Chapter16 〜虚圏〜





同刻。

ルキアは、アーロニーロと名乗る十刃と対峙していた。

彼の顔は過去虚と同化し、自らが刺し抜いた副官そのもの。

けれど。


「今此処に来てる全員の仲間の首を取ってきたら、過去の事は洗いざらい綺麗さっぱり水に流してやるよ」


その言動は、嘗ての海燕とは似ても似つかぬ物だった。


「海燕殿を馬鹿にするな!」


激昂したルキアの霊圧が上がる。

爆発的に。


アーロニーロはたじろいだ。

“知っている筈”のルキアの霊圧とはあまりにも違う事に。


「何だ、お前は?!朽木がこんな、霊圧を…「持っている訳がない、か?」」


顔を上げたルキアの表情は、怒り一色に彩られ。

それに恐怖を覚えたアーロニーロが刀剣解放する。


「喰い尽くせ、”喰虚”(グロトネリア)!」


海燕の身体の下に、巨大な醜い塊が現れ、蛸のように蠢く。


「十刃の刀剣解放を凡百の破面と同じだと思うな!俺は喰らった相手の能力を全て同時に扱える!俺の喰らった虚の数は3万3650。

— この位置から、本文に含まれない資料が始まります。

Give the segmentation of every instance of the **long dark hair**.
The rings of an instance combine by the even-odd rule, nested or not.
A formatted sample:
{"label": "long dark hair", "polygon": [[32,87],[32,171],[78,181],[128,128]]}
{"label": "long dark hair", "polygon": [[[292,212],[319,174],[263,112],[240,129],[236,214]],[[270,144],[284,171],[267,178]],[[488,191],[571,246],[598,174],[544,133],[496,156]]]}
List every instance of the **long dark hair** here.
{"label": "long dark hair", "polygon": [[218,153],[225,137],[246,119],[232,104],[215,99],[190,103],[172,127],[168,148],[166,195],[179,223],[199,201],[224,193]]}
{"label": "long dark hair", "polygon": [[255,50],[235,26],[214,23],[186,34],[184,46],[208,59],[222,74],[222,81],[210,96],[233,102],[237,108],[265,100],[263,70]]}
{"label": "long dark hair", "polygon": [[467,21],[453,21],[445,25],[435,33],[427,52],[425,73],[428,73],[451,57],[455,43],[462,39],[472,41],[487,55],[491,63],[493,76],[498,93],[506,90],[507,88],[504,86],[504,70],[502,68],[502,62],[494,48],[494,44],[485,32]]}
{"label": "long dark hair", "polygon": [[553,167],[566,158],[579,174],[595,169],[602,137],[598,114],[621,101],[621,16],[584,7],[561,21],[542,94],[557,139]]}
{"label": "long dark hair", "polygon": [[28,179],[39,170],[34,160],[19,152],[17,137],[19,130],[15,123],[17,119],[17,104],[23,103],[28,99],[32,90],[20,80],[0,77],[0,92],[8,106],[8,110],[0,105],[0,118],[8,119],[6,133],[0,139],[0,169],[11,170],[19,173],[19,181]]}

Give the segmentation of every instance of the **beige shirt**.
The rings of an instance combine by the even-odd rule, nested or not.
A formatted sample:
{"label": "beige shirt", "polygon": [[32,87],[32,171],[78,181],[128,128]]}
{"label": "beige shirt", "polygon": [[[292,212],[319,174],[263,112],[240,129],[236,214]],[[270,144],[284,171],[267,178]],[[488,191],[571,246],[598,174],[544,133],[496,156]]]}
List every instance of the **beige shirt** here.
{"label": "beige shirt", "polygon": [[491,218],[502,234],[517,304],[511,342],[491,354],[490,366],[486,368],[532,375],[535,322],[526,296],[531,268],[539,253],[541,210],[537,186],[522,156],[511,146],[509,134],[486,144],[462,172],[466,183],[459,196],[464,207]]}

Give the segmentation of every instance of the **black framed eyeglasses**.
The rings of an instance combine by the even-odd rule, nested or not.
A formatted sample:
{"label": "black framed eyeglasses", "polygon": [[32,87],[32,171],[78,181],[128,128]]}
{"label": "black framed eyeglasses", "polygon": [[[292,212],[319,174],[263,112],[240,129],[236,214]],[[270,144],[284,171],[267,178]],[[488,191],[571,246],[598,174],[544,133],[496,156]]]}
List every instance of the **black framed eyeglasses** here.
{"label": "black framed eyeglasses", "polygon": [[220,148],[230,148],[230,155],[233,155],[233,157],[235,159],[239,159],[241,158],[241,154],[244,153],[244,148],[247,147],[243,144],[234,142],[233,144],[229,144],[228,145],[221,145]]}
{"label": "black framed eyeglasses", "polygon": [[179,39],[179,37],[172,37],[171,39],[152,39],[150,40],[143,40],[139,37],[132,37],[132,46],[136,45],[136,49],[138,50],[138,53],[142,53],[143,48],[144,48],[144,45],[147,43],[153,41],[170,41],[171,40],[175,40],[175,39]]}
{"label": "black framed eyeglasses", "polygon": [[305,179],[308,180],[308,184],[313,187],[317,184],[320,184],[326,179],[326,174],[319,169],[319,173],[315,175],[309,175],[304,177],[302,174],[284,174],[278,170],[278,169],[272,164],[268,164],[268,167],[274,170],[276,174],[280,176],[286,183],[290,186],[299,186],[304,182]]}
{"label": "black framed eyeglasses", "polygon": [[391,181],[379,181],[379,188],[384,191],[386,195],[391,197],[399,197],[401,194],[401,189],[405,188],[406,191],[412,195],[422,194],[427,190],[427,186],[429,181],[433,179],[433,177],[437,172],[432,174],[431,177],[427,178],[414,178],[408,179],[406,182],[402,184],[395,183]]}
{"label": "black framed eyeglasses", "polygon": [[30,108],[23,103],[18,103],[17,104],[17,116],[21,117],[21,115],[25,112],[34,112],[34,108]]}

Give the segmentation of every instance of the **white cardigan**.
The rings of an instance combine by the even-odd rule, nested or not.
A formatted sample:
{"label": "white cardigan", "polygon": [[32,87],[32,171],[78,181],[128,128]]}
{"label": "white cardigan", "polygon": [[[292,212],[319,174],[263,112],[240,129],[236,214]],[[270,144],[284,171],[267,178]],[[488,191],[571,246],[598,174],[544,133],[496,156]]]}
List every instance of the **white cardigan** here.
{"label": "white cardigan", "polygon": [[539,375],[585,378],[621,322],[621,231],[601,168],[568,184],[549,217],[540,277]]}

此処からの戦いは、三万を超える虚の軍勢と一人で戦うに等しいと思え!」


去勢か、解放した優越感か。

海燕の姿を模した十刃が叫ぶ。

しかし、幾ら姿を似せようとも、幾ら同じ力が使えようとも。

其処に彼の心は無い。

分かっていた筈だ。

海燕は死んだ。
自分が刺し抜いた。

そして、心を、預けてもらったのだ。


「卍解」


玲が付けてくれた卍解の修行で会得出来たのは自分だけ。

けれど、皆強くなった。

心も、身体も、全て。


「白霞罸」


発動と同時に、触れる物全てが絶対零度へと変わる。

自身の姿も、白い着物と髪飾りが形作られ、刀から凄まじい冷気が周囲に満ちる。

この卍解を維持できる時間は、そう長くない。

絶対零度下での活動可能時間は四秒。

しかし、それでも十分だ。

触れるまでもなく、醜悪な触手が凍って行く様を見て、斬魄刀を構える。


「斬るのか?!この俺を!海燕の記憶と、身体を持つこの俺を斬れるのか?!」


「斬る。貴様は只の虚だ」


白霞罸を受け止めた槍が、凍って行く。

それを持っている、十刃も直ぐに絶対零度の氷結領域と成り。

氷の像となって、間もなく、砕け散った。


息が、荒い。

やはりこの力は、体力を使い過ぎる。

少しずつ、絶対零度まで下がった体温を戻さなければならないのに。

意識が、霞む。


―海燕殿。
私は、救えたでしょうか。
虚の手に落ちた貴方を。
見て頂けたでしょうか。
強くなった、私を。


宮の壁に背を預けたルキアは、急激な眠気と倦怠感に抗いもせず、すっと目を閉じた。